Анна прилипла, не оторвать, шепчет мне на ухо:
— Скажи на прощанье, какая у тебя фамилия?
Мать честная, ведь я за всеми делами-то, оказывается, по форме не представился.
— Иванов я, — говорю, — Ваня Иванов, расейский, которых нас, Ивановых, как нерезаных собак.
— Я всю жизнь буду тебя помнить, Ваня.
На том меня выпихали.
Заложил поскорее брус на место, запер их. Качало меня на свежем воздухе, прошел несколько шагов, не могу, о стенку барака опираюсь. Может быть, я брусом стукнул или просто такая судьба — из-за угла прямо на меня выходит их начальница, в форме, подполковник КГБ. Мы о ней были много наслышаны, законченный бухенвальдский тип садистки. Глаза шарами, как закричит:
— Руки вверх!
Я — бежать. Вот режьте меня, не вспомню и не могу понять, каким манером перелетел через стену, лишь точно знаю, что били по мне пулеметные очереди с вышек, и ничего не попало, только глинной крошкой посекло. Но тогда мне показалось, что попало, и понял, что до своего барака не добегу.
По лагерю сразу тревога, сирена, собаки. Я забился в бочку, бесполезно, но инстинктивно. Вернее, не так уж бесполезно: если бы бегал, как заяц, подстрелили бы, а так вытащили живым.
Получил двадцать пять суток карцера, чистое счастье. Я с перепугу и по поведению ждал расстрела. Оказывается, это не рассматривалось как побег, но только как нарушение внутреннего распорядка — за внешние стены я ведь не пытался уйти.

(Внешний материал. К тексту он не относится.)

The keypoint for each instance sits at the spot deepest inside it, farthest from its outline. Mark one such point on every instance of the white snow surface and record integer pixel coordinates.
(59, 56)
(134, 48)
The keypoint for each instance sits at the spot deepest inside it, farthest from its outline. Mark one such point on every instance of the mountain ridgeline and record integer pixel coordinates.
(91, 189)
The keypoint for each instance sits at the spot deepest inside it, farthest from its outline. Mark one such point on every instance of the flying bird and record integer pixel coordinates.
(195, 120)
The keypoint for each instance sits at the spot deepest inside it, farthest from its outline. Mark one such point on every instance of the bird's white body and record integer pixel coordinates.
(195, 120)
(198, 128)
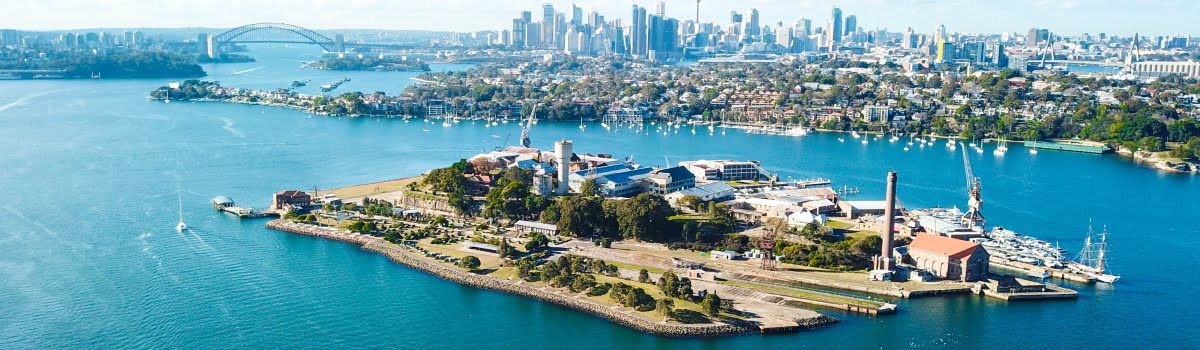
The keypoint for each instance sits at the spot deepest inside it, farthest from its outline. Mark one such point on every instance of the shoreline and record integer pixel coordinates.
(616, 314)
(1146, 162)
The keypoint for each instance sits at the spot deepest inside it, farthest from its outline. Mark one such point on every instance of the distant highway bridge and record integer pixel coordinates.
(1083, 62)
(286, 34)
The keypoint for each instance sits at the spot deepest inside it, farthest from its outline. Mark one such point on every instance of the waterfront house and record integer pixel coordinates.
(947, 258)
(670, 180)
(291, 198)
(707, 192)
(535, 227)
(724, 254)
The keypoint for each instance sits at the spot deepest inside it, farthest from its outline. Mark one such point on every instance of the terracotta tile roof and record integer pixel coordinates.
(945, 246)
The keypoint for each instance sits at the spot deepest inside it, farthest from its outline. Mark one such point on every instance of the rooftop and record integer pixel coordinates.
(943, 246)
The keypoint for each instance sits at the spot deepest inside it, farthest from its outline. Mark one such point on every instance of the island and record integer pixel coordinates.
(365, 62)
(69, 64)
(1153, 122)
(666, 251)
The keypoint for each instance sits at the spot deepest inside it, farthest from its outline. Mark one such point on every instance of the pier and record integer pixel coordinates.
(226, 204)
(1071, 146)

В карцере, впрочем, чуть не умер: лютый холод, лед нарастает по стенам, а меня оставили в одном белье, собственной мочой грелся, вышел полным инвалидом.
Одной поддержкой была память об Анне: сидя там, уж тысячу раз в уме все опять пережил. Сны умел видеть непременно о ней, это уже похоже на мистику, но я наказывал себе видеть ее, засыпал и видел… Потом эту способность потерял.

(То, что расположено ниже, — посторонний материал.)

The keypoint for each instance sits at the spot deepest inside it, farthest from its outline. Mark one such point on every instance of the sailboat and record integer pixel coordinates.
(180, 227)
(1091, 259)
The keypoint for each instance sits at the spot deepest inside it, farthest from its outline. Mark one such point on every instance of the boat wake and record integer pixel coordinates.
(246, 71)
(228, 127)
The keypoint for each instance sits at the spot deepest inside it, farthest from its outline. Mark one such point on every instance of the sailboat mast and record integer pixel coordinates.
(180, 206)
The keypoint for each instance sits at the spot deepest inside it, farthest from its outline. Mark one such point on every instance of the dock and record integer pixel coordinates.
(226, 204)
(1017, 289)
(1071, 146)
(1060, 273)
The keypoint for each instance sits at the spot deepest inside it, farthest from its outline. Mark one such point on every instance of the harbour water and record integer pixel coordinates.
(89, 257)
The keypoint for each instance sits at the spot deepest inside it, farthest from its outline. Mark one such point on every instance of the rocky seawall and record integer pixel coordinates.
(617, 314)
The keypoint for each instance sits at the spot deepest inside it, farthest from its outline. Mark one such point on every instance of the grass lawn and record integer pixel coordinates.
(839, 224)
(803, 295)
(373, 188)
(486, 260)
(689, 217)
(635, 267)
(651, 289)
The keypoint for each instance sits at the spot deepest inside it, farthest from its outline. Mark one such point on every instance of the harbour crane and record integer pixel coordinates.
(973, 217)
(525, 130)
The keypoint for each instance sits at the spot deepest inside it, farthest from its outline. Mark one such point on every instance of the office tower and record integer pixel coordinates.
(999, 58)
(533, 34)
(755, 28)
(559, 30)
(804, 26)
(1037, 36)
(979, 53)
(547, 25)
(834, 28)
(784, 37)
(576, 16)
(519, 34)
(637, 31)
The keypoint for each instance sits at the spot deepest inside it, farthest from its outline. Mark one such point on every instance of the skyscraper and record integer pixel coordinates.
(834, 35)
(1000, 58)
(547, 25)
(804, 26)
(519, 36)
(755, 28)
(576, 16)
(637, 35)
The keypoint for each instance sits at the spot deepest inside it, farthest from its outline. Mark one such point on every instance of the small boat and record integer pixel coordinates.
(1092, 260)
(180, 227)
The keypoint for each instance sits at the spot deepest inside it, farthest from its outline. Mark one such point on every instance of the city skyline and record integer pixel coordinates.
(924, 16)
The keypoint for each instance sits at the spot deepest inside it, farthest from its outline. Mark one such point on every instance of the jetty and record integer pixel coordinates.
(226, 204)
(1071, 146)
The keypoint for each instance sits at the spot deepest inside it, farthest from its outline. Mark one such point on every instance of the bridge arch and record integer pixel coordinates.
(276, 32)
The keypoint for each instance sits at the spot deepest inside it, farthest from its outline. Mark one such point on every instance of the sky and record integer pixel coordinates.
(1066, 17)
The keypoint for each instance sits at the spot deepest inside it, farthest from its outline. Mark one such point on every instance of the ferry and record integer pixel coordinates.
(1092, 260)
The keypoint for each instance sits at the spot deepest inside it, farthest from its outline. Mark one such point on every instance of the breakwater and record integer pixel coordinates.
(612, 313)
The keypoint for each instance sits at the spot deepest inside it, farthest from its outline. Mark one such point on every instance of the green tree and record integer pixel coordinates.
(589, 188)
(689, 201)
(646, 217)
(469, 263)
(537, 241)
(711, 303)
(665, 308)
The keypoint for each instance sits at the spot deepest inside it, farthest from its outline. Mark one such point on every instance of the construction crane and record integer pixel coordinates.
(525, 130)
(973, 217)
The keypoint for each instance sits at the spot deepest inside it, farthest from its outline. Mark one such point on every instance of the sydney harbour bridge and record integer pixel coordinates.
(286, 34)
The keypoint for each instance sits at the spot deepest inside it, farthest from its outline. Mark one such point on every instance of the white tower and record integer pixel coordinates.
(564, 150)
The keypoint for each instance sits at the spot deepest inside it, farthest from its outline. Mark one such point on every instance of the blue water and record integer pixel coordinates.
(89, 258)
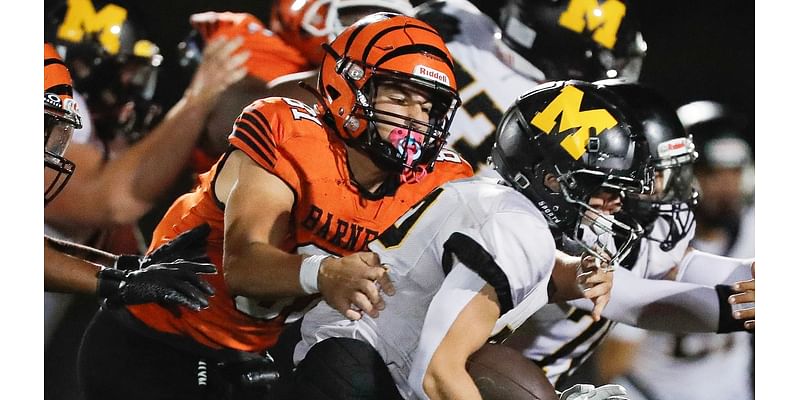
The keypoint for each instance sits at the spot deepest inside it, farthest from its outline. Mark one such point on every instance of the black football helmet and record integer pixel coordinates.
(112, 64)
(672, 155)
(583, 137)
(575, 39)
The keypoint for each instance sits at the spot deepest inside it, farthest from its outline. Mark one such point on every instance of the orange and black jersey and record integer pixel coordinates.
(284, 137)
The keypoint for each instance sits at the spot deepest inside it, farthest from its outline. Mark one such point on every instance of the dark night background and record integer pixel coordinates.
(696, 50)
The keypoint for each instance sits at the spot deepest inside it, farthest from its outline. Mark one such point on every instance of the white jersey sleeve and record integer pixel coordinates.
(662, 305)
(514, 252)
(487, 83)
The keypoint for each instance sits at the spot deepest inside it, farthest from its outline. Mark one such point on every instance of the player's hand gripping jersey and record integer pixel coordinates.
(560, 337)
(440, 254)
(330, 215)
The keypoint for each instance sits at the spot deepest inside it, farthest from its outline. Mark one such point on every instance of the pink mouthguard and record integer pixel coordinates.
(409, 143)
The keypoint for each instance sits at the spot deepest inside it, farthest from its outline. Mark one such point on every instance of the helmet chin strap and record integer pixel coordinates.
(409, 144)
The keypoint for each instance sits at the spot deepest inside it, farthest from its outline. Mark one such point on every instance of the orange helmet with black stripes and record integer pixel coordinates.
(60, 120)
(380, 48)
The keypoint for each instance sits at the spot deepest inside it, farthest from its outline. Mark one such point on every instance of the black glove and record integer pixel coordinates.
(188, 246)
(168, 284)
(431, 13)
(167, 276)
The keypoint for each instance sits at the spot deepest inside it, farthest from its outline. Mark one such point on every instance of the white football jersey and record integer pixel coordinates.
(472, 225)
(702, 362)
(487, 82)
(560, 337)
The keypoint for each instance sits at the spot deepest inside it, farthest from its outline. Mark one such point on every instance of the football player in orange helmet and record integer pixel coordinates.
(288, 52)
(292, 205)
(108, 276)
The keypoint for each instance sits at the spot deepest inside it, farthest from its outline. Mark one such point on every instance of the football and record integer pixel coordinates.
(502, 373)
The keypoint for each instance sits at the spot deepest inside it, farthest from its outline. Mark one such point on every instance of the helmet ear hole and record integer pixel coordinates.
(332, 92)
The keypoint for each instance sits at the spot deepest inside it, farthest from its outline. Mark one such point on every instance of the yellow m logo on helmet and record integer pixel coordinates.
(568, 105)
(603, 21)
(81, 19)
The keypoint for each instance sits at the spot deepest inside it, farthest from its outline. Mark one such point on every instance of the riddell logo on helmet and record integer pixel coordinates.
(430, 73)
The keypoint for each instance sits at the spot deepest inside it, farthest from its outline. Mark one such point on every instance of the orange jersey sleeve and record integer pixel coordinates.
(272, 132)
(270, 56)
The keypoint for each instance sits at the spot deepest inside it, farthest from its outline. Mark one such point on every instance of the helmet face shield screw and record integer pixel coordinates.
(355, 72)
(351, 124)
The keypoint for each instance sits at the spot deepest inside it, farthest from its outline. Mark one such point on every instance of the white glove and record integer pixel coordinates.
(589, 392)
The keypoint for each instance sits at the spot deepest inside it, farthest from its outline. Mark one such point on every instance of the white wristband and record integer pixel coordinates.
(309, 271)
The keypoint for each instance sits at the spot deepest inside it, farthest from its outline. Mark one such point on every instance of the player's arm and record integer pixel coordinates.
(510, 266)
(123, 189)
(258, 207)
(746, 293)
(446, 376)
(709, 269)
(665, 305)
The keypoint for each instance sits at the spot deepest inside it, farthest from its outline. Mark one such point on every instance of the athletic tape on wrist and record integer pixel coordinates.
(309, 271)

Из тюремной больницы пробовал бежать всерьез. Поймали. Остался жив. Но отправили в Казанскую тюрьму, сидел три года в каменном мешке. Пытался кончать самоубийством, но не дали.
Кочуя по тюрьмам, лагерям, насмотрелся — в неделю не расскажешь, но лишь значительно позже я понял, какая то была удача, что я попал именно в тот, а не другой барак. Тетке Марье свечу надо поставить. Умела она держать своих бабонек. Я, новичок-дурачок, понятия не имел, на какой шел риск.
Женщины заключенные без мужчин обычно звереют. Там у них, поверьте, черт-те что творится. Даже охранник с оружием никогда не отважится в одиночку войти в женский барак. В Казахстане у нас был случай, когда женщины цапнули зазевавшегося солдатика, связали, рот заткнули, перевязали суровой ниткой член и насиловали всем бараком, рвали и грызли, пока не умер. Лесбиянками, конечно, полон каждый лагерь, из тряпок или жеваной газеты себе куклы делают, зубные щетки, палки, ложки идут в ход. Иные рассудок теряют, их держат связанными, о, Боже мой, замнем, как говорят, для ясности, но скажу вам: мужчина в лагере страдает много, женщина же — больше. Правда, однако, что, когда сидят десятилетиями, от истощения превращаются в существа, так бы сказать, бесполые.
Гуманнее всего устроили в Мордовии. Кое-где, какой-нибудь раз в году приводят в столовую на киносеанс и мужчин, и женщин вместе. На экране идет кино, Ленин там провозглашает завоевания Октября, а заключенные — на полу, под скамьями, ни одной головы не видно. Это человечно, и по графе — «культурно-воспитательная работа».
Но мы же люди, не так ли? Так нас создал Бог: любить и продолжать род, чтобы мужчина искал женщину, а она мужчину. Он не мог предвидеть, что нас будут разделять на десятки лет или до конца жизни. Бог не мог этого вообразить, а КГБ вообразил. Это нелюди какие-то могли изобрести. И на нелюдской земле.
… До сих пор казнюсь, не могу простить себе, что не спросил у Анны ее фамилию. Понимаете, она у меня спросила. А я что? Тогда мне казалось, что это все, конец. Но вот и пятнадцать лет прошло. Можно было бы искать.
Впрочем, это дым.
Я бежал бы… Хоть к папуасам, хоть в Сахару, в джунгли, в Антарктиду, только бы вон с этой нелюдской земли. Отпущенное мне время истекает, и вот была не жизнь, а только попытка бежать. Жалко. Силы кончились. Теперь уж точно не переплыву, не пройду, не переползу.